The three men, who have already been charged by US prosecutors, bring to nine the number of people charged in Britain over the manipulation of LIBOR, a central cog in the global financial system.
Thirteen men have been charged globally over the scam to date — 10 for alleged Japanese yen LIBOR manipulation and three for alleged US dollar LIBOR manipulation.
The inquiry into LIBOR and a related EURIBOR-rigging inquiry, which stretches from North America to Asia, has also seen US and European regulators fine 10 banks and brokerages a total of US$6 billion to date.
ICAP, which in September last year settled regulatory investigations into allegations of manipulation of yen LIBOR, declined to comment.
Based on a survey of what banks would charge each other for loans, traders are alleged to have colluded on answers that could nudge the reported rates by amounts that were tiny but translated into big profits.
The SFO has already charged six other men as part of its LIBOR investigation, including Tom Hayes, a former yen derivatives trader at UBS and Citigroup, who pleaded not guilty in a London court in December.
Hayes, who has also been charged in a probe by US prosecutors, is scheduled to stand trial in London in January next year on eight charges of conspiring with staff from at least 10 banks and brokerages to manipulate yen LIBOR rates between 2006 and 2010.

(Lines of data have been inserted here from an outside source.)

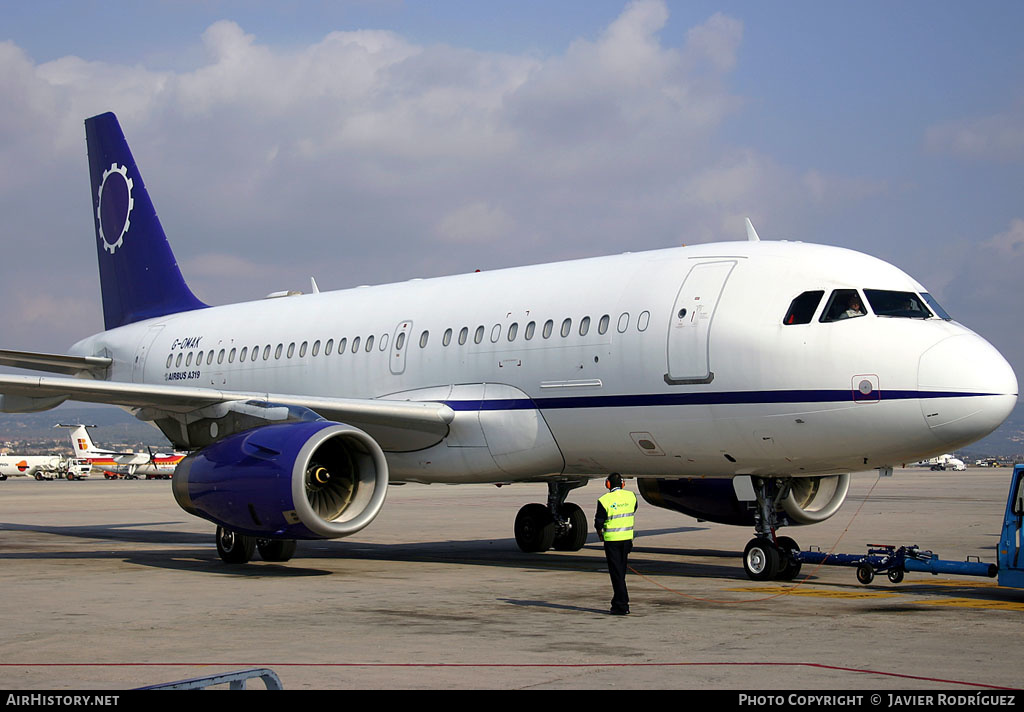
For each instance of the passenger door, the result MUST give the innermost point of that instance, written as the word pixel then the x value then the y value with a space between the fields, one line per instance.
pixel 689 325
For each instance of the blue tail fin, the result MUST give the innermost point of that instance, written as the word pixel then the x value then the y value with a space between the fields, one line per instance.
pixel 138 276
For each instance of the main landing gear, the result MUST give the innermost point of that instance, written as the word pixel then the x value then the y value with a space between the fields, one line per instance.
pixel 768 557
pixel 239 548
pixel 559 525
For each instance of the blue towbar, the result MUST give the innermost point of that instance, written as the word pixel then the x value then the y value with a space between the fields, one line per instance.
pixel 892 560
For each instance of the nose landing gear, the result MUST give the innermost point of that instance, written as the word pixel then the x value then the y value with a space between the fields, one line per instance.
pixel 558 525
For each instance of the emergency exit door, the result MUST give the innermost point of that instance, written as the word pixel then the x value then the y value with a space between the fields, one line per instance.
pixel 690 324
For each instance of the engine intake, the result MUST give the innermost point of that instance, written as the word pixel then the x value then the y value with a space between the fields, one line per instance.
pixel 292 480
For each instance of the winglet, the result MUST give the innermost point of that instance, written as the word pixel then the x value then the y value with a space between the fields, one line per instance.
pixel 752 235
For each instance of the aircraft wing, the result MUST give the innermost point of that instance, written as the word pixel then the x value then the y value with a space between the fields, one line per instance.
pixel 396 424
pixel 53 363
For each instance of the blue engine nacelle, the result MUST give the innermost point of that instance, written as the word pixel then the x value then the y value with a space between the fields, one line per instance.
pixel 289 480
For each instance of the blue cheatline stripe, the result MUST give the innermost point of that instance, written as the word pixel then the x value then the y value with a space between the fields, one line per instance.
pixel 714 399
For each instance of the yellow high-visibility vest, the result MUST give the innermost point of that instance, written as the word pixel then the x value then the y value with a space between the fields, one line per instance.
pixel 620 505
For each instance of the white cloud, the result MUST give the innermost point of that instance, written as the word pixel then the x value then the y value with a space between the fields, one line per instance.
pixel 995 137
pixel 476 222
pixel 333 157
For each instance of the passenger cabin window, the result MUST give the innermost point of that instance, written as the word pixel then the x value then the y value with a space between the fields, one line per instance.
pixel 844 303
pixel 803 307
pixel 902 304
pixel 939 311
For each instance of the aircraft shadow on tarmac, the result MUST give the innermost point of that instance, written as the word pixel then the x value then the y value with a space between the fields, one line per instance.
pixel 497 552
pixel 195 551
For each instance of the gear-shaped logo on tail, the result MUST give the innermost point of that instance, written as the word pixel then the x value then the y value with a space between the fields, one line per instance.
pixel 114 205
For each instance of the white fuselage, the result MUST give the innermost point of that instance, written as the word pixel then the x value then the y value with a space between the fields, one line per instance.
pixel 684 368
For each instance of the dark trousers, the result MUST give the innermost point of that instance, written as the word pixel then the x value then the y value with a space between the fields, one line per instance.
pixel 615 552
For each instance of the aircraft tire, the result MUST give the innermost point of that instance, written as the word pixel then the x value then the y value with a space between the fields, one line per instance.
pixel 865 574
pixel 235 548
pixel 788 568
pixel 275 549
pixel 761 559
pixel 576 537
pixel 535 529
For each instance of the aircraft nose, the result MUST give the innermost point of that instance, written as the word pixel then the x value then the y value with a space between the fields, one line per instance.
pixel 967 388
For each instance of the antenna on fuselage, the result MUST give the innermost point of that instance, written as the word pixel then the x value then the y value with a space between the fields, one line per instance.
pixel 752 235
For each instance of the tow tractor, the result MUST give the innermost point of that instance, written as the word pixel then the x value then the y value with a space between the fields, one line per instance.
pixel 894 561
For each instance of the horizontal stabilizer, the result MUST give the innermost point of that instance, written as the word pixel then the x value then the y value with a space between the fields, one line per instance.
pixel 53 363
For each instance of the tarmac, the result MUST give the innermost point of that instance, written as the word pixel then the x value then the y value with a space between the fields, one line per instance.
pixel 108 585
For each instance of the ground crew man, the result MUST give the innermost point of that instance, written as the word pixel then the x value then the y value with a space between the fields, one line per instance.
pixel 615 512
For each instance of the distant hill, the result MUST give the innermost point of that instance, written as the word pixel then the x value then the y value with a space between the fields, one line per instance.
pixel 114 426
pixel 1008 441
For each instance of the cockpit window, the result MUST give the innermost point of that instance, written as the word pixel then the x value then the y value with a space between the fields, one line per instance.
pixel 844 303
pixel 903 304
pixel 939 311
pixel 803 307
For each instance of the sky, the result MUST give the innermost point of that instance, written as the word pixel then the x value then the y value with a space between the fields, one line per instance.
pixel 367 141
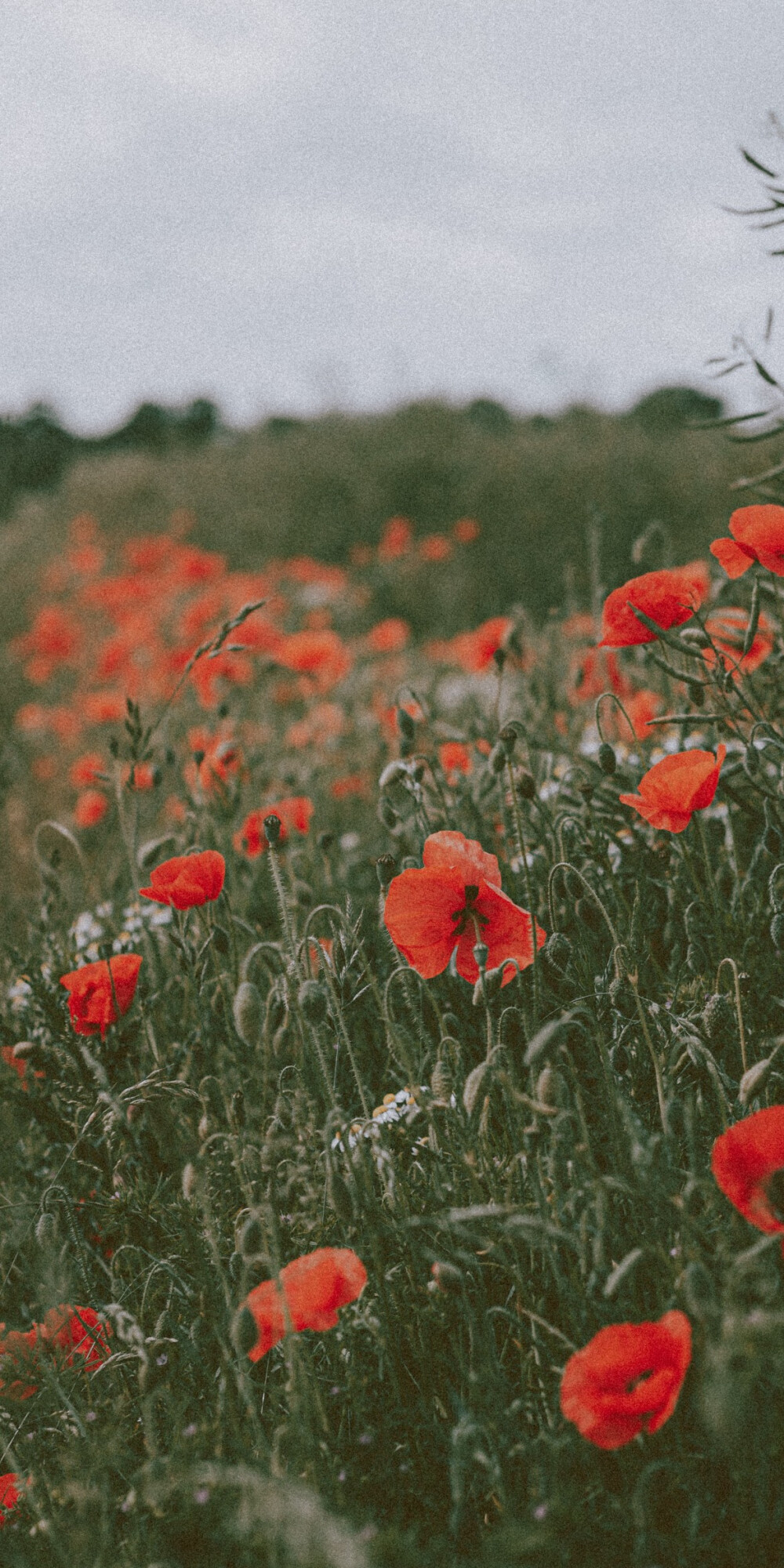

Terry Farr and James Gilmour, — formerly brokers with RP Martin Holdings Ltd — have also been charged and pleaded not guilty to similar fraud-related offenses in Britain. Their trial has been scheduled for September 2015, in part to allow the SFO time to bring charges against further alleged co-conspirators.
Although the sprawling LIBOR investigation has generated fewer headlines since authorities announced parallel inquiries into other benchmarks, such as those in foreign exchange and swaps markets, the long-awaited LIBOR charges are a reminder of the insidious nature of the alleged wrongdoing.
LIBOR is the primary benchmark for short-term interest rates globally and is used as a reference rate for mortgages, credit cards, student loans and other consumer lending products that the Swiss-based Bank of International Settlements has estimated to be worth around US$450 trillion.
ICAP is the world’s largest interdealer broker, an industry designed to match buyers and sellers of bonds, currencies and swaps without bias.
However, when the brokerage last September became one of 10 institutions fined by US and European authorities — the penalties now total around US$6 billion — regulators laid bare a world in which, they alleged, brokers deliberately infected financial markets with false information to benefit their leading client.